No Gods or Kings. Only Man.
In the year 2007, Irrational Games gave the gaming community a gift that some would argue revolutionized video games on the whole. Despite having a first person shooter (FPS) base, it gave us an immersive world to explore, rich character development, a story riddled with moral choices that kept you on your toes and political ideologies that made you think. Many considered this to be one of the greatest video game series ever created and this game was known as BioShock. What followed would be two sequels (BioShock Two and BioShock Infinite), a massive following that carries on to this day, memorable lines, a previously considered movie, and printed media. Today, we will be discussing the lone book that was written for the series as a prequel and ask if it holds its merits to a legendary series. Now, would you kindly keep reading? Oh, you knew I had to say that at least once in the review, don’t act so disappointed.
About the Author
John Shirley would have an extensive history of writing novels and short stories dating back to his 1979 release Transmaniacon and the 1980 proto-cyberpunk release City Come A-Walkin. Throughout his career as a writer, he has actually written the novelization of several popular culture items ranging from the novelization of the film Constantine to the recent video game based novel Watch Dogs //n/Dark Clouds. It is clear to see that John Shirley has a clear understanding of how important it is to appease the fan base of the source material.
I will try my best not to spoil that much of the story, whether for the video games or the book, so here we go.
The story would follow an alternate timeline of American history following the events of the 1945 bombings of Hiroshima and Nagasaki. A lone business tycoon named Andrei Rianofski (though known throughout the book and video games as Andrew Ryan) fearing the rise of ‘parasitic socialists’ and the potential for a nuclear war decides to leave society to create a city far from the reach of humanity, where one’s position in society is determined by their own ability (a parallel to Ayn Rand’s Objectivism) and worth. The book actually describes this best before the story actually begins.
I am Andrew Ryan, and I’m here to ask you a question. Is a man not entitled to the sweat of his brow? ‘No!’ says the man in Washington, ‘It belongs to the poor.’ ‘No!’ says the man in the Vatican, ‘It belongs to God.’ ‘No!’ says the man in Moscow, ‘It belongs to everyone.’ I rejected those answers; instead, I chose something different. I chose the impossible. I chose… Rapture, a city where the artist would not fear the censor, where the scientist would not be bound by petty morality, Where the great would not be constrained by the small! And with the sweat of your brow, Rapture can become your city as well.
From the beginning, the story centralizes on several characters over the course of fourteen years from the planning and development of the underwater utopia Rapture to the inevitable fall.

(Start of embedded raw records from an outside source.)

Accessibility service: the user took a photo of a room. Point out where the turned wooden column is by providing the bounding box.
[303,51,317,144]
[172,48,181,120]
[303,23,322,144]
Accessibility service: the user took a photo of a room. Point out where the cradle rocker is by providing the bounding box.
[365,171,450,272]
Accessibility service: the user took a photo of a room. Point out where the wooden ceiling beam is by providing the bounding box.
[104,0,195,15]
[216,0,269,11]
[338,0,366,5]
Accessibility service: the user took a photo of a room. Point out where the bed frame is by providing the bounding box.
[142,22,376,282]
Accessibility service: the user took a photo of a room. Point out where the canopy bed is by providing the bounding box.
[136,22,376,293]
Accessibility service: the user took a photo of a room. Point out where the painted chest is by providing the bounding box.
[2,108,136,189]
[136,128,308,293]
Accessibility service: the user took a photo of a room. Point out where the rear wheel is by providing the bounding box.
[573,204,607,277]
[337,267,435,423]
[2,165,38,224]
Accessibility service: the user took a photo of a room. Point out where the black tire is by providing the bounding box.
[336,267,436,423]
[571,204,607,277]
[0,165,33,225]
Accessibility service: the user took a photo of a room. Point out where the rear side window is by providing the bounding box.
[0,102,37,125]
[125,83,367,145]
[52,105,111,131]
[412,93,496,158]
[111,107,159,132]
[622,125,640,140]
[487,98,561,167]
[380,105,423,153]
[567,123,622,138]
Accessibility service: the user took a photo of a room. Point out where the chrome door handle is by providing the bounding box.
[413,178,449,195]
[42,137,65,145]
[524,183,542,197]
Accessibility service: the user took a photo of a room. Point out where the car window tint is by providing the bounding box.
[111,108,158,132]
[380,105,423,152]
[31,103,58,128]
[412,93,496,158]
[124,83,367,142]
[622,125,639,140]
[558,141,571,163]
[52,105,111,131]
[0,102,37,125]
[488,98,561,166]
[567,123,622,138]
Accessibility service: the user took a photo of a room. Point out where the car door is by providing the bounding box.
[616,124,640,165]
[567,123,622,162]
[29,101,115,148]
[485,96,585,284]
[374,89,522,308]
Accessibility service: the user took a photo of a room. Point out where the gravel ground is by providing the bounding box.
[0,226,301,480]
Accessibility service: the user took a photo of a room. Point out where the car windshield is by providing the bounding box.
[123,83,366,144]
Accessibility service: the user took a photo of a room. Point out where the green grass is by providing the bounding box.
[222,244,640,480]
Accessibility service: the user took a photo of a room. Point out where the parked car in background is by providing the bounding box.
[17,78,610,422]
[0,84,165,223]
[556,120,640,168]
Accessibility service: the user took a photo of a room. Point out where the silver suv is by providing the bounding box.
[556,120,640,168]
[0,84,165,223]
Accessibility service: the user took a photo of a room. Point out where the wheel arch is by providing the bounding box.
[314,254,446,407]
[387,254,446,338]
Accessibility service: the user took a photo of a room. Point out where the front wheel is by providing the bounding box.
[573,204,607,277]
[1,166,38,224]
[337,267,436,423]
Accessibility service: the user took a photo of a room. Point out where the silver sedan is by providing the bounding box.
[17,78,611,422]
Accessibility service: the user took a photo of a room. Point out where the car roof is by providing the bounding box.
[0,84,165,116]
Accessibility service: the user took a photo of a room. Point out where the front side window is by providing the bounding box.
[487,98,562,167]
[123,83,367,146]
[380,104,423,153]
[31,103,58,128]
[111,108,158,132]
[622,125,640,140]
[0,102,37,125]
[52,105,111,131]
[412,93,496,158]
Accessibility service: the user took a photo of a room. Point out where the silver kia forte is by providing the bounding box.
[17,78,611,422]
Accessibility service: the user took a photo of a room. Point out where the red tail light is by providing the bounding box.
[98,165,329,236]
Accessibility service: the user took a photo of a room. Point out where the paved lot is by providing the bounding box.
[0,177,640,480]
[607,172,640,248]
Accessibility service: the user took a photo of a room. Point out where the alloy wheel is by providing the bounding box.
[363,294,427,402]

I have to say, that I love the story in this book as much as I do the video games. Even if it wasn’t based on another source material, the story would hold up on its own as a story of the ‘perfect’ society falling to ruin. It provides the backstory to many of the concepts and characters that people know from the games such as the power granting plasmids to the relationships between the Big Daddies and the Little Sisters.
The one complaint that I would have would be more or less a personal one. In the games, there was always one point of the game where it would just mind-f*** you to the extent that you would just sit there almost catatonic as you tried to put together what just happened. It might have been because I have played each of the games, but there were no real surprises or mind blowing twists in the story. Don’t get me wrong, the story is great from start to finish, but don’t expect it to leave you absolutely breathless.
While this story boasts several well developed characters with their own perspectives towards Rapture, this novel belongs to Frank Gorland/Fontaine and Andrew Ryan. From the very beginning, you see what they are willing to do in order to get what they want whether if it is power, money, or control. The reader definitely sees their changes over the course of the book and why they do the things they do. In their minds, they see their actions as justified whether if it is Fontaine creating the addictive Adam and Eve/Plasmids or Ryan’s punishment of people who violate what Rapture is supposed to be. If it wasn’t for these two characters, there wouldn’t be that much of a story. Though I would have liked to read more about Jack Ryan’s character and what happened to him in the story, but what has been written about him is enough. Besides, I really can’t talk about his character without dropping major spoilers about the story.
The Writing Style
As mentioned before, this is not John Shirley’s first attempt at writing video game literature and it easily shows. The writing makes you feel like you are in Rapture from the lively beginning where it is portrayed as the underwater utopia to the end where the city has become a body filled war-zone where Adam addicted splicers kill just for the fun of it. The reader experiences the highs and lows of the characters who were once excited to be a part of Rapture, but now want to flee from it. It will keep you reading the story from start to end.
What can I say about BioShock Rapture except that it is an amazing read that fully embodies what the video games were about from the world building to the characters. It is a welcome sight to see that a secondary medium has stayed loyal to the source material that it has been based on while being entertaining as well (If only I could say the same about some video game movie adaptations). Even if you have never played or heard of the BioShock series, I would still recommend this book. Now, can we please get the bloody movie made?